“The urge to transcend self-conscious selfhood is, as I have said, a principal appetite of the soul.” ― Aldous Huxley, The Doors of Perception
Back in 1999, when I first started Oscarwatch, my daughter was one year old. I had a part time job writing film reviews for a small Santa Monica newspaper but with very little income and a baby to raise all on my own I couldn’t really afford childcare and it was too much of a burden to ask my sister, who was already letting me live in her guest house in Van Nuys for free. So I took my baby with me to see movies. I had a very nice editor who let me see one movie per week after it had already opened. I knew that a good movie reviewer would go to screenings instead and write them early. But screenings were impossible. There was no way to sneak in a swaddled infant. I don’t like crying babies in movie theaters, even the ones in Van Nuys where crying babies happen with regularity. Nonetheless, I timed my movie-going to my daughter’s napping. Most of the time it worked out. She could say she grew up in movie theaters. That didn’t mean she was going to love movies.
14 years later, though I’ve tried many times to get her to sit down and watch movies with me — “Hey E.T. is on! You’re gonna love E.T.!” But because teens have so many other distractions now movies are not an easy sell. I’ve tried to instill a love of movies in my daughter’s life. Her two favorite films have been Shakespeare in Love and Moulin Rouge. She wasn’t a movie kid like I was. I started watching them on our black and white TV back in the 1970s, mostly old movies. I would watch them all day and when I was old enough to go to the movies, that’s all I did. I have always preferred the fantasy alternative movies offered to real life. But not my daughter. She likes her social networking much more. She likes reading and online comics and skyping and Tumblr. I had been mostly resigned to us being different in that way. That is, until I took her to see Cloud Atlas.
Because Cloud Atlas doesn’t follow traditional storytelling (neither does Moulin Rouge) it resonated with her more than the more traditional stories I’ve been trying to force upon her all of these years. The freedom of vision, the imagination set free, the impossible realized — it spoke to her in a way that most movies don’t. You see, my daughter’s generation is moving a lot faster than Hollywood can keep up with. To them, in their high school here in Los Angeles, gender is a fluid thing. They see gay couples as ordinary couples. There isn’t any sort of cultural or ethnic division. Cloud Atlas is a film that does the same thing — it has erased the lines both between hetero love and same-sex love, and with cultural and ethnic diversity. There are no specific lines drawn in Cloud Atlas — it is about the internal, not the external. It is about a personal revolution and political activism. It is about soul mates and eternal love. It is about reincarnation and the beauty — the enduring tragic beauty — of life. It blew my daughter’s mind.

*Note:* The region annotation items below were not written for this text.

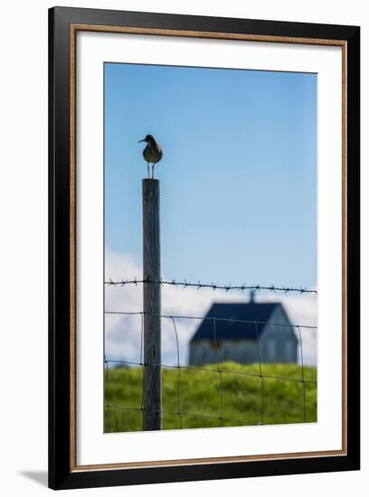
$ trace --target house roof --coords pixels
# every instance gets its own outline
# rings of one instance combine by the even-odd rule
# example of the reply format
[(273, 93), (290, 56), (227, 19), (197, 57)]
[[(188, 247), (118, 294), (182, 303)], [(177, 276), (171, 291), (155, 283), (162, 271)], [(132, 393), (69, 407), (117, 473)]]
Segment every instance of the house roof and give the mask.
[[(216, 340), (256, 340), (257, 333), (259, 335), (262, 333), (265, 324), (279, 306), (284, 311), (283, 305), (279, 302), (224, 302), (213, 304), (205, 318), (192, 337), (191, 342), (214, 340), (213, 321), (211, 318), (217, 318), (215, 321)], [(286, 324), (289, 324), (289, 318), (285, 312), (284, 314), (287, 320)], [(244, 323), (245, 321), (251, 323)]]

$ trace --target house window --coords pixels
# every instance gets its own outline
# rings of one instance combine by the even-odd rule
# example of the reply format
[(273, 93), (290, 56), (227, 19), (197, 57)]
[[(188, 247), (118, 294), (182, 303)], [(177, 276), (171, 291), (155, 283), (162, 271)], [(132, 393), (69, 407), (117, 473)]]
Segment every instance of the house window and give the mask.
[(286, 360), (291, 362), (293, 361), (293, 343), (292, 342), (286, 342)]
[(212, 340), (212, 342), (210, 342), (210, 346), (213, 349), (219, 349), (219, 347), (221, 346), (221, 342), (219, 340)]
[(267, 343), (268, 359), (269, 361), (274, 361), (276, 358), (276, 342), (274, 340), (270, 340)]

[You can hear Emma discuss Cloud Atlas on this week’s episode of Oscar Podcast. Emma joins the conversation around the 45:00 minute mark.]
Sitting next to her, I noticed that it was the first time I saw her cry during a film. She would lean forward during the exciting parts and clap whenever something great happened to one of the characters. I was stunned at this reaction. Usually she has her face in a book or a computer and when I say “wait, wait, you GOTTA SEE THIS!” She’ll look up briefly and then go back to what was far more interesting to her. There was more to her reaction than merely loving this movie – it had really changed the way she saw movies at all, finally, for the first time in her life seeing them as something more than the wallpaper she grew up around.

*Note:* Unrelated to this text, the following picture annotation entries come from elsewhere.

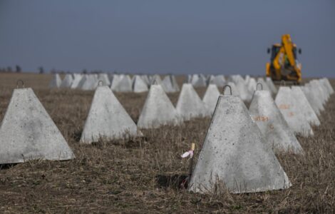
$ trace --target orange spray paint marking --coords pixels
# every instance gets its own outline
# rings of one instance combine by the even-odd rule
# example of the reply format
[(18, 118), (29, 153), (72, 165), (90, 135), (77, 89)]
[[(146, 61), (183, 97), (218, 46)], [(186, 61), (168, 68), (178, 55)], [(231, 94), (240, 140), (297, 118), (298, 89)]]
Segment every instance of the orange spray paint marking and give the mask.
[(262, 121), (262, 122), (265, 122), (265, 121), (269, 121), (269, 118), (267, 117), (267, 116), (257, 116), (257, 117), (254, 117), (254, 120), (255, 121)]
[(289, 109), (289, 105), (281, 104), (281, 105), (279, 105), (279, 106), (278, 108), (279, 108), (280, 109)]

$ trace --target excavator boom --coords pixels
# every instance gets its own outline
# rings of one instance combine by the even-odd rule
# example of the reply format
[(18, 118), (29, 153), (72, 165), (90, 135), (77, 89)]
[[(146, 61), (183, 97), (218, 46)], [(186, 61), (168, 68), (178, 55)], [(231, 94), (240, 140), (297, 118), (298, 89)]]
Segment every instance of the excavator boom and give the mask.
[(267, 76), (274, 81), (284, 80), (299, 83), (301, 64), (297, 63), (297, 46), (292, 43), (291, 36), (289, 34), (282, 36), (282, 43), (273, 45), (271, 51), (271, 61), (266, 66)]

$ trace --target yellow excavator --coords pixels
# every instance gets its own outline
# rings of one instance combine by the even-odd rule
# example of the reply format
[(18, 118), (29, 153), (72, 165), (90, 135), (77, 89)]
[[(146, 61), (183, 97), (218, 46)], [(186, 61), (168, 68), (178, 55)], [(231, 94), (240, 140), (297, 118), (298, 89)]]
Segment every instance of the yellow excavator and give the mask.
[[(299, 49), (298, 53), (302, 54)], [(274, 81), (282, 80), (296, 83), (302, 81), (302, 64), (298, 62), (297, 46), (289, 34), (282, 36), (282, 44), (275, 44), (272, 48), (267, 49), (271, 54), (271, 61), (267, 63), (267, 76)]]

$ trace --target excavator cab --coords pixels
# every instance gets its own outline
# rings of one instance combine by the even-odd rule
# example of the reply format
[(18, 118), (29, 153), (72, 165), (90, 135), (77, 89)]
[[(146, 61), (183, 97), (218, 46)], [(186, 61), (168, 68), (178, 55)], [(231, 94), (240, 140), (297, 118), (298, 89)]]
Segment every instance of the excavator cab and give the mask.
[[(298, 50), (298, 53), (301, 51)], [(284, 80), (300, 83), (302, 66), (298, 61), (297, 46), (292, 42), (289, 34), (283, 35), (282, 44), (272, 45), (267, 53), (271, 54), (271, 56), (270, 62), (267, 63), (267, 76), (274, 81)]]

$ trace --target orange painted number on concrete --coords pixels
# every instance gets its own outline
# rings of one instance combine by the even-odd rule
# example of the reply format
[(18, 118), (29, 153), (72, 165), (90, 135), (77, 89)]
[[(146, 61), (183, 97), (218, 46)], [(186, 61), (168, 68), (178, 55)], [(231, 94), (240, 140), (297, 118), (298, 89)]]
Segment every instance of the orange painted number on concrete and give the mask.
[(280, 109), (289, 109), (289, 105), (281, 104), (281, 105), (279, 105), (279, 108)]
[(269, 118), (266, 116), (257, 116), (254, 118), (255, 121), (269, 121)]

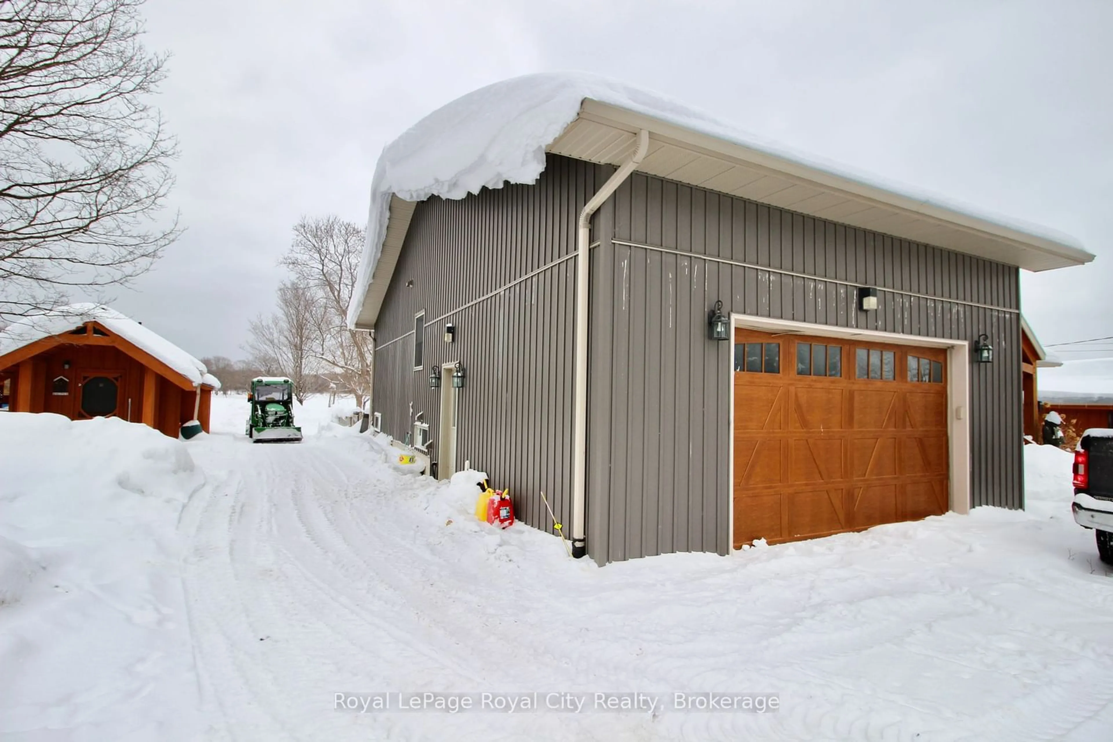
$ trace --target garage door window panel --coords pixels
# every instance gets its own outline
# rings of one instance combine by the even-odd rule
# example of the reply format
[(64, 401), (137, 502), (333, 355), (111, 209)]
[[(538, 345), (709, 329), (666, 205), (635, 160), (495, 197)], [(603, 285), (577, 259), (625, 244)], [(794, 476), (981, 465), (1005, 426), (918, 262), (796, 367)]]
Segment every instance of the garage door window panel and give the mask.
[(749, 374), (779, 374), (779, 343), (736, 343), (735, 370)]
[(893, 382), (896, 379), (896, 353), (880, 348), (858, 348), (855, 353), (855, 376), (861, 379)]
[(797, 342), (796, 375), (841, 376), (843, 346)]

It reminded me of the power cinema has to change who we are. I know that my daughter’s love for this film will lead her down so many paths. She’ll start with the book Cloud Atlas. She’ll probably visit all of the films by Andy and Lana Wachowski – seeing Lana as Lana and not Larry. She’ll know that movies don’t have to fit into any specific structure – if they work, they work. Cloud Atlas was a daring risk by the studio and the filmmakers. An unfilmable book, many locations, lots of costumes and makeup — would anyone buy it? It’s possible that the movie will still hit with a thud. It’s possible it will be known as a bomb — so far, the few reviews aren’t that encouraging. When the Wachowskis, Tom Tykwer and the author of the book, David Mitchell came out on stage for the q&a afterwards it was like looking at a panel of embattled warriors who were attempting a dangerous feat; you can’t reach those kinds of heights unless you are prepared to fail.

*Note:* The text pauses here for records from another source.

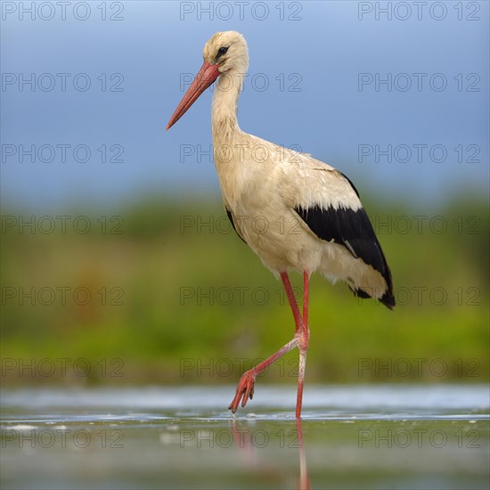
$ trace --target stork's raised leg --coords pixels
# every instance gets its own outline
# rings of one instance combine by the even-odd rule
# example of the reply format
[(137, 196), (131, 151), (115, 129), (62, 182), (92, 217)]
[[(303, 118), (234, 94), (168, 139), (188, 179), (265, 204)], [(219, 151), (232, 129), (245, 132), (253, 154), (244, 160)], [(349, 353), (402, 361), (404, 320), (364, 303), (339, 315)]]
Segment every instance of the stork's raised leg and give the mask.
[(305, 380), (305, 366), (306, 363), (306, 351), (309, 342), (309, 329), (308, 329), (308, 285), (309, 274), (306, 272), (303, 273), (303, 317), (298, 307), (298, 302), (292, 290), (291, 283), (288, 276), (288, 273), (281, 273), (281, 279), (286, 290), (286, 296), (292, 310), (296, 331), (294, 338), (286, 345), (282, 346), (276, 353), (273, 354), (268, 359), (260, 363), (257, 366), (244, 372), (238, 383), (235, 396), (228, 407), (233, 413), (236, 412), (240, 402), (241, 406), (245, 406), (249, 398), (253, 398), (255, 379), (257, 374), (268, 368), (273, 363), (282, 357), (286, 353), (292, 348), (298, 347), (299, 349), (299, 369), (298, 375), (298, 397), (296, 402), (296, 418), (301, 417), (301, 404), (303, 402), (303, 386)]

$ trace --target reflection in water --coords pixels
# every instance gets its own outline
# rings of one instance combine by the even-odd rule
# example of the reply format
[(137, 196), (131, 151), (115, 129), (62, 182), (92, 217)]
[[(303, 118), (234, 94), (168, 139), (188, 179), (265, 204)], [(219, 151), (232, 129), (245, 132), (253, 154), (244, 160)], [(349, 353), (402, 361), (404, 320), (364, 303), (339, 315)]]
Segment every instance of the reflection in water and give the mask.
[[(252, 441), (252, 433), (249, 428), (239, 429), (237, 419), (232, 419), (232, 434), (235, 446), (241, 454), (245, 464), (249, 467), (255, 467), (257, 464), (257, 449)], [(282, 433), (284, 435), (284, 432)], [(288, 433), (292, 437), (289, 447), (297, 447), (299, 457), (299, 478), (298, 479), (297, 488), (298, 490), (310, 490), (310, 478), (306, 464), (306, 452), (303, 438), (303, 426), (301, 419), (296, 419), (296, 430), (292, 429)], [(280, 445), (284, 443), (284, 437), (280, 442)]]

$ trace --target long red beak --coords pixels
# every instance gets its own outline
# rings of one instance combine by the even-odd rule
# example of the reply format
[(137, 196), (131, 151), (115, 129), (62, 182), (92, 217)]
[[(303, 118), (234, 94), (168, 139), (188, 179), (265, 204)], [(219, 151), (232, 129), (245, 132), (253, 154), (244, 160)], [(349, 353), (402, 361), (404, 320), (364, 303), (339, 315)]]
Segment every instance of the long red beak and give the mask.
[(196, 102), (198, 97), (221, 75), (217, 69), (218, 65), (212, 65), (204, 61), (196, 78), (188, 88), (185, 95), (182, 98), (176, 111), (170, 118), (166, 130), (170, 129), (187, 111), (187, 110)]

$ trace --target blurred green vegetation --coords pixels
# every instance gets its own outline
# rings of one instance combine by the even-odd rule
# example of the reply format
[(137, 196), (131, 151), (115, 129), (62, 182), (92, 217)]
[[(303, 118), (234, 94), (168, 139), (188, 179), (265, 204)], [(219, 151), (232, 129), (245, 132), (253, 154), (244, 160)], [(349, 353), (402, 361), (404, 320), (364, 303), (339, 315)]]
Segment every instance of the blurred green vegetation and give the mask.
[[(397, 306), (315, 275), (307, 382), (487, 381), (486, 202), (466, 198), (423, 217), (366, 200)], [(234, 384), (291, 339), (281, 282), (219, 202), (149, 199), (63, 215), (37, 216), (33, 230), (30, 214), (4, 210), (3, 384)], [(261, 382), (294, 383), (297, 358)]]

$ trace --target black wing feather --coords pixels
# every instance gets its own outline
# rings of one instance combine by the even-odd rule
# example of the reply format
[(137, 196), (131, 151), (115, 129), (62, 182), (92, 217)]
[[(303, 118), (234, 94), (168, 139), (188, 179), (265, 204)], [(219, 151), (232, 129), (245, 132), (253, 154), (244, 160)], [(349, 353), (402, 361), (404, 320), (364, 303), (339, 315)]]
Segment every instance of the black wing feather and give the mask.
[[(395, 306), (391, 273), (363, 208), (354, 210), (330, 207), (325, 209), (314, 206), (308, 208), (295, 208), (295, 211), (318, 238), (343, 245), (355, 258), (361, 258), (378, 271), (388, 286), (380, 301), (390, 308)], [(355, 292), (362, 298), (369, 297), (362, 290)]]

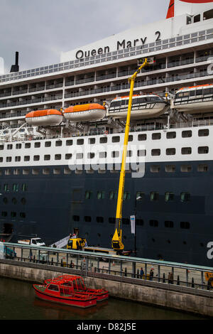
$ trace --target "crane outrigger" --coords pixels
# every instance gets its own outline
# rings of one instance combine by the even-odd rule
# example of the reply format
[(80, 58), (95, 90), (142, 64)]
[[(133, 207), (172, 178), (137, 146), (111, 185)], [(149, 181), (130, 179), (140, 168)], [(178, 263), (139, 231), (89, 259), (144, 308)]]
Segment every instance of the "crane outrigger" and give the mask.
[(132, 104), (132, 97), (133, 92), (133, 87), (135, 80), (141, 71), (141, 70), (148, 65), (152, 65), (155, 61), (154, 60), (153, 57), (150, 57), (148, 58), (140, 59), (138, 60), (138, 65), (142, 63), (139, 68), (134, 72), (134, 74), (129, 78), (129, 82), (130, 82), (130, 92), (129, 92), (129, 99), (128, 105), (128, 112), (126, 122), (126, 128), (125, 128), (125, 135), (124, 135), (124, 142), (123, 148), (123, 155), (122, 155), (122, 163), (121, 168), (120, 171), (120, 179), (119, 179), (119, 193), (118, 193), (118, 200), (117, 200), (117, 207), (116, 207), (116, 222), (115, 222), (115, 232), (111, 240), (111, 247), (116, 251), (118, 253), (122, 253), (124, 251), (124, 245), (122, 242), (122, 229), (121, 229), (121, 220), (122, 220), (122, 206), (123, 206), (123, 199), (124, 199), (124, 183), (125, 183), (125, 173), (126, 173), (126, 153), (127, 153), (127, 146), (129, 141), (129, 133), (130, 128), (130, 118), (131, 118), (131, 104)]

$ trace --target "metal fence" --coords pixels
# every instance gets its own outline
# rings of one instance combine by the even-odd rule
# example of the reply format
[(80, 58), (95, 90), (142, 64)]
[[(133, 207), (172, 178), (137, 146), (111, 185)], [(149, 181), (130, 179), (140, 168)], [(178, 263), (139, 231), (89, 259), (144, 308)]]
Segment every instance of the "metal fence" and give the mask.
[(138, 279), (209, 291), (213, 289), (213, 268), (187, 264), (9, 242), (0, 243), (0, 258), (77, 269), (82, 276), (104, 274), (111, 278), (133, 279), (134, 281)]

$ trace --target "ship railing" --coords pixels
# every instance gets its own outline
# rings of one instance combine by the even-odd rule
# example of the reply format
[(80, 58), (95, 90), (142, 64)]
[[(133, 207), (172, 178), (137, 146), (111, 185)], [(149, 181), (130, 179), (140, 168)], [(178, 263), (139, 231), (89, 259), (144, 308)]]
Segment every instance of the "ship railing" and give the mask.
[(11, 242), (1, 242), (0, 250), (0, 262), (1, 259), (11, 260), (10, 263), (14, 265), (16, 263), (18, 265), (18, 262), (30, 266), (32, 264), (33, 267), (39, 269), (45, 266), (46, 270), (62, 267), (63, 272), (70, 273), (73, 270), (82, 276), (128, 279), (129, 282), (138, 284), (147, 282), (158, 286), (159, 284), (175, 285), (182, 289), (193, 288), (195, 291), (208, 291), (209, 293), (213, 291), (212, 267), (169, 262), (163, 259), (155, 260)]

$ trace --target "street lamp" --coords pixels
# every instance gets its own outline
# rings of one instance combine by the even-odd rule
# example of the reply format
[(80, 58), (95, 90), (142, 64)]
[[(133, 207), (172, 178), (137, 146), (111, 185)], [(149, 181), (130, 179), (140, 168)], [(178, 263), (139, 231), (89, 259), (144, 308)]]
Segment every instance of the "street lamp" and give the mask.
[(136, 255), (136, 217), (137, 217), (137, 201), (142, 200), (141, 196), (136, 196), (135, 201), (135, 238), (134, 238), (134, 253)]

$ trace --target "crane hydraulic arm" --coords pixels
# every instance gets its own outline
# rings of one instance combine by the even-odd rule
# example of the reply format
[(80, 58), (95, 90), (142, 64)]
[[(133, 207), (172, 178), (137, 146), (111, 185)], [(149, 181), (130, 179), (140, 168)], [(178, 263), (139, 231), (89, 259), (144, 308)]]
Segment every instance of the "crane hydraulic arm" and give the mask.
[(125, 172), (126, 172), (126, 153), (127, 153), (127, 146), (129, 141), (129, 133), (130, 127), (130, 118), (131, 118), (131, 110), (132, 104), (132, 97), (133, 92), (133, 87), (135, 80), (141, 71), (141, 70), (153, 62), (153, 59), (150, 60), (145, 58), (143, 61), (143, 64), (139, 67), (136, 72), (132, 75), (131, 77), (129, 79), (130, 82), (130, 93), (129, 93), (129, 99), (128, 105), (128, 112), (126, 122), (125, 128), (125, 135), (124, 135), (124, 143), (123, 148), (123, 155), (122, 155), (122, 163), (121, 168), (120, 171), (120, 179), (119, 179), (119, 193), (117, 199), (117, 207), (116, 207), (116, 222), (115, 222), (115, 232), (112, 237), (111, 247), (114, 250), (118, 252), (122, 251), (124, 249), (124, 245), (122, 242), (122, 230), (121, 230), (121, 219), (122, 219), (122, 206), (123, 206), (123, 197), (124, 197), (124, 182), (125, 182)]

There are so many things about Cloud Atlas that have stayed with me since seeing it a few days ago. My daughter, of course, is still buzzing about it and plans an all out Tumblr assault to get people she knows to see it. I will probably never know what it must be to be 14 and to have your mind blown like that. It is probably a once in a lifetime experience. To me, it is a near-masterpiece with one part that doesn’t quite work. The part that doesn’t work is dwarfed by what does work, though it’s enough to make it not “perfect” and thus, fodder for annoyed critics to tear apart.
What really works in the movie is the futuristic sci-fi storyline with the stunning Jim Sturgess and Doona Bae. It’s the part of the movie you keep wanting to return to. The other great part is Ben Whishaw’s love story with James D’Arcy. They thread themselves through all of the other story lines, too. The filmmakers made the choice to have a few actors play many parts, which drives home the notion of regeneration and reincarnation. This isn’t overt in the book, apparently, but the added layer makes the film a guessing game of who is who and what does that mean? Some of them are impossible to recognize. That part of it will be very familiar to anyone who has ever worked in theater or been an actor. It is one of the great challenges of actors on stage to play multiple parts. It isn’t attempted much on film and it only barely works in Cloud Atlas – but it works.
Tom Hanks and Halle Berry are the stars and they bring the whole thing together in wondrous ways. But there is so much more to Cloud Atlas than their love story. Its scope is breathtaking and though it might not land anywhere in the awards race it is an unforgettable cinematic experience. Just ask my 14-year-old who is seeing the ceiling crack and the spectral light of daring artistic vision.
When I think of how she has changed in 14 years I’m so grateful to have created my own business to allow me to be here for her every step of the way. It has been the best 14 years of my life so far. In many ways, my memory of raising her is not unlike Cloud Atlas, which switches in between the past, present and future in real time. She is still my baby, the kindergartner and the teenager — she is all of those things in different moments. I know that she was changed by Cloud Atlas. It opened doors in her mind that she didn’t even know were there. It makes me hopeful that there is still evolution in Hollywood and in literature. We adhere to the rules of the past to help us comprehend the way the world changes around us. But a young mind like my daughter’s is simply open to the possibilities.